Is this worth it?
This place in South Carolina will take your used CDs and give you an iPod in return. Not a bad deal. Or is it? I'd want a 60 GB one, and I easily have more than 175 CDs I could trade. But that works out to $2.28 per CD ... not sure if I could get more than that at a local record store or not.
(They claim it costs about $15 to ship the CDs, which frankly sounds low, but even if it was $25, it would be worth it to avoid the withering judgment of a record-store employee if you went in to a local shop).
One thing's for sure -- I can't remember the last time we listened to a physical CD from our collection -- they just take up a dresser drawer that we probably haven't opened since the last time we moved. I barely remember the last time I bought an actual CD rather than just getting it online. So, might as well get rid of the things.
(I just recalled -- I mentioned to a friend of mine at work that I still had one of his albums in my collection, meaning of course on my computer, although I do still have the physical CD somewhere. He asked if I would like to hear his latest, so I said, sure thing! Two days later, I got a couple of his homemade CDs in the interoffice mail.
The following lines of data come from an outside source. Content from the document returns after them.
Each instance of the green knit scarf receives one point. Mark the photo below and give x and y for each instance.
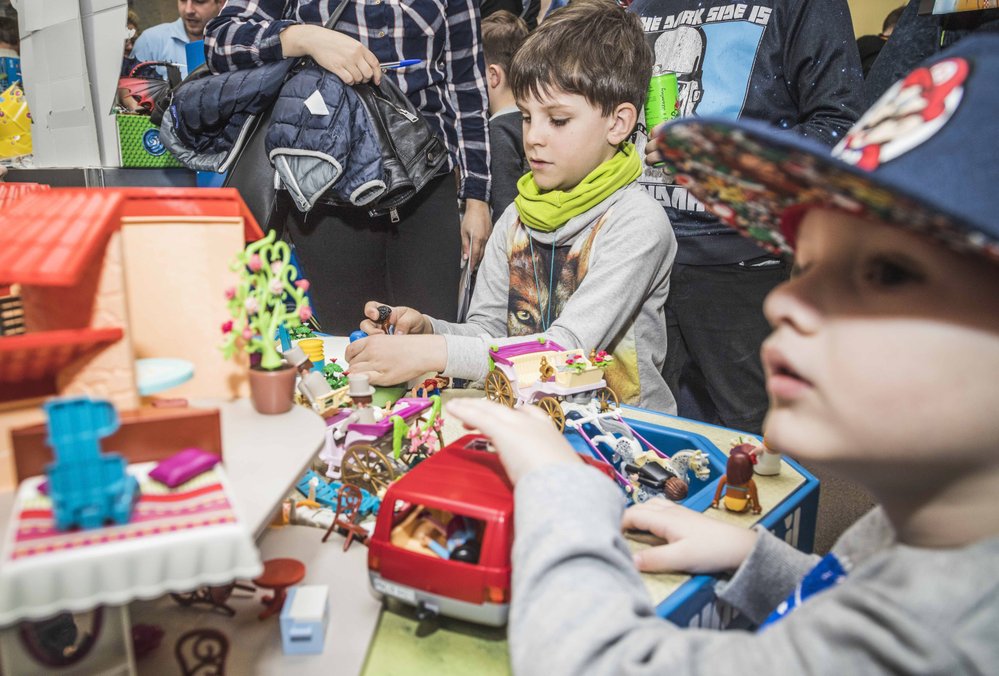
(548, 211)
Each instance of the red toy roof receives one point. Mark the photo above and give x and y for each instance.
(48, 238)
(32, 360)
(469, 479)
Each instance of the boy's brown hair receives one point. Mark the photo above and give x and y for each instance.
(502, 34)
(593, 48)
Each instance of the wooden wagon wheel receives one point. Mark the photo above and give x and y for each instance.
(551, 406)
(366, 466)
(498, 388)
(607, 399)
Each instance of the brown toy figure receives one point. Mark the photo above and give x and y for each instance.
(546, 370)
(737, 483)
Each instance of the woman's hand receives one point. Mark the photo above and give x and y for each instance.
(476, 226)
(406, 320)
(340, 54)
(694, 543)
(525, 438)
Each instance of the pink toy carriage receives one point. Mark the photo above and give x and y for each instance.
(545, 374)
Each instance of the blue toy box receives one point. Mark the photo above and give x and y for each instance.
(694, 603)
(304, 618)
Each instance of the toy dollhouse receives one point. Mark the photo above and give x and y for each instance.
(109, 277)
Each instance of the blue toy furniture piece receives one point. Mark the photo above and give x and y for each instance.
(87, 487)
(304, 618)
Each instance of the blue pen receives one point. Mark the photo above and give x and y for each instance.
(400, 64)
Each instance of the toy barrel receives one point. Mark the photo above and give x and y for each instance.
(313, 347)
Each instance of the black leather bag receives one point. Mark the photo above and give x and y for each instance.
(412, 154)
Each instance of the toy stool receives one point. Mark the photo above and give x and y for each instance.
(278, 575)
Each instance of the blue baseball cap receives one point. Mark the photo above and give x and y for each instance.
(924, 157)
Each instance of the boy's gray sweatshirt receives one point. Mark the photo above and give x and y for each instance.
(611, 281)
(580, 607)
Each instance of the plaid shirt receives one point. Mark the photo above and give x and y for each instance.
(448, 87)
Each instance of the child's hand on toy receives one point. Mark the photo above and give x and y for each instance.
(525, 439)
(390, 360)
(406, 320)
(694, 543)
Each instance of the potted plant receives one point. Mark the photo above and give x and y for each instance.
(267, 296)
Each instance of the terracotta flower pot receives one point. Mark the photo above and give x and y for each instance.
(272, 391)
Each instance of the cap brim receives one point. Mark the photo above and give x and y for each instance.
(761, 180)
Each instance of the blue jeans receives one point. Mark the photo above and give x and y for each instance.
(715, 327)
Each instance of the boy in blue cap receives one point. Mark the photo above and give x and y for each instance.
(882, 365)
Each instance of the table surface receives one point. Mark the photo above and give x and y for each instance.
(262, 464)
I was pretty shocked -- I never expected that he wouldn't just give me a pointer to some MP3s. As an upshot, the CDs are sitting on my desk at work, unlistened-to, whereas I probably would have put the MP3s on my nano and listened to them right away -- that extra step of ripping the CD and adding the metadata by hand, due to it being a non-commercial disc, proving too great a barrier to entry.)






1 Comments:
You could probably get more than that. I seem to remember getting 4 bucks or something the last time I got rid of some.
Either way, whoever buys probably won't buy all of them, just the ones they think they can sell, so you'll be left with your Oingo Boingo boxed sets and stuff.